Is the HUD dual; was it an add on, or built in as standard ?

Don't assume that AP approval will be expensive vs add-on HUD. AP hardware can allocated a failure probability, not so the human. Thus the human certification could require more evaluation.

Who / what monitors the human, how; 'HUD … very capable, hyper accurate', but only if you follow the commands accurately, and who can tell inside the deviation alerts.
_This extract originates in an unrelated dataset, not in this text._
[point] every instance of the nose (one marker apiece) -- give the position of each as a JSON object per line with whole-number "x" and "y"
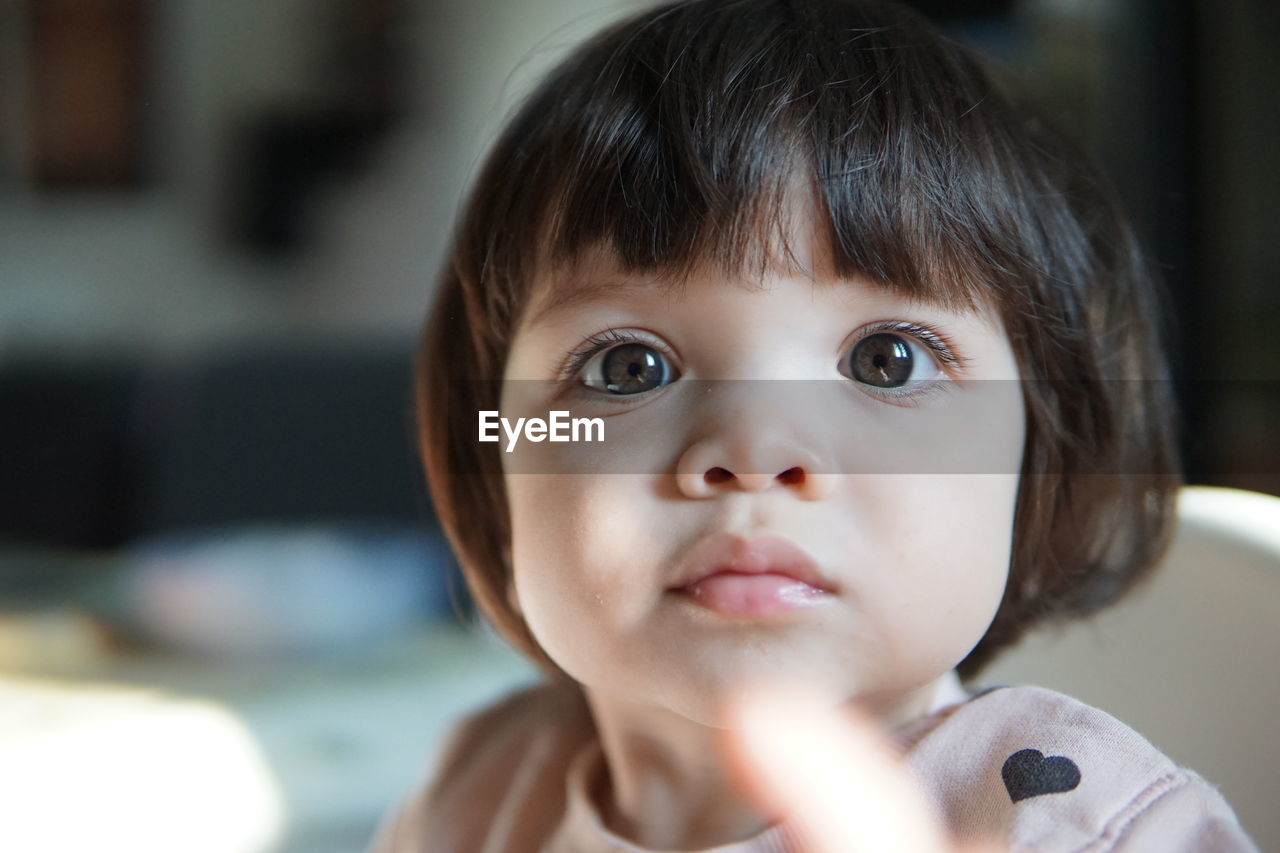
{"x": 754, "y": 452}
{"x": 801, "y": 480}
There are some very 'interesting' HUD approvals around the world; EASA disliked HUD for operations in extreme conditions (Cat 3); is that still the situation, or do the latest Airbus have dual / dual installations.
The certification/approval for CAT III auto land is not the problem. As you say, plenty of other operators have this. I don’t know what’s involved with Aircraft modification (to get to CAT III auto land capable), but as I said, I can’t imagine this is a cheap engineering exercise. That’s the issue, cost wise. What I’m saying is that if you were the operator (like mine) with a CAT II auto land only fleet but HUD fitted why would you spend all the money on aircraft modifications when you can get CAT III capability with zero aircraft modifications Required using the (already installed) HUD?

Our aircraft were delivered with the HUD (only on the left as I previously mentioned), obviously it’s optional as there are many operators out there without them. You mention the monitoring. You’ve obviously got the FO Monitoring plus AIII mode has a pretty sophisticated Inbuilt monitoring capability e.g. if you get too far off localiser or GS or even put too much bank on down low you will get what’s called an “approach warning” (FO sees this as well on the HUD monitoring panel on their side), which is an immediate go around.